Westerhout was a member of numerous astronomical organizations, including the Dutch Astronomical Society, International Astronomical Union (Commissions 33, 34, 40, 24 & 5), the American Astronomical Society (Councilor 1975-78 & Vice President 1985-87), the Royal Astronomical Society, the Astronomical Society of the Pacific, the USNC-URSI - Commission J, and Sigma Xi. He contributed his scientific and management expertise widely, for example to the IAU, the National Science Foundation, the AAS, the National Research Council, Associated Universities Inc., the Inter-Union Committee for the Allocation of Frequencies , URSI, the US National Radio Astronomy Observatory, MPIfR, MIT's Haystack Observatory, the Arecibo Observatory, and the National Academy of Sciences.
Westerhout’s awards and special recognition included a NATO Fellowship, a CSIRO (Australia) Fellowship, an Award for the Teaching of Science, Washington Academy of Sciences, Humboldt Prize.

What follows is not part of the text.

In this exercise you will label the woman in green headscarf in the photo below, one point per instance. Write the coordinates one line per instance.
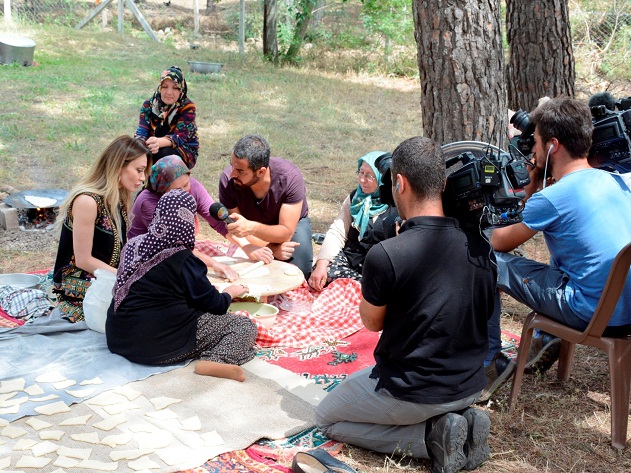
(358, 226)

Westerhout was the author of more than 70 scientific papers, reviews and reports. In recognition of his life's work, Minor Planet 5105, discovered by Edward L.G. Bowell, was renamed Minor Planet Westerhout in 1991.
Gart Westerhout died of congestive heart failure on October 14, 2012 at the age of 85 in his home at the Charlestown Retirement Community.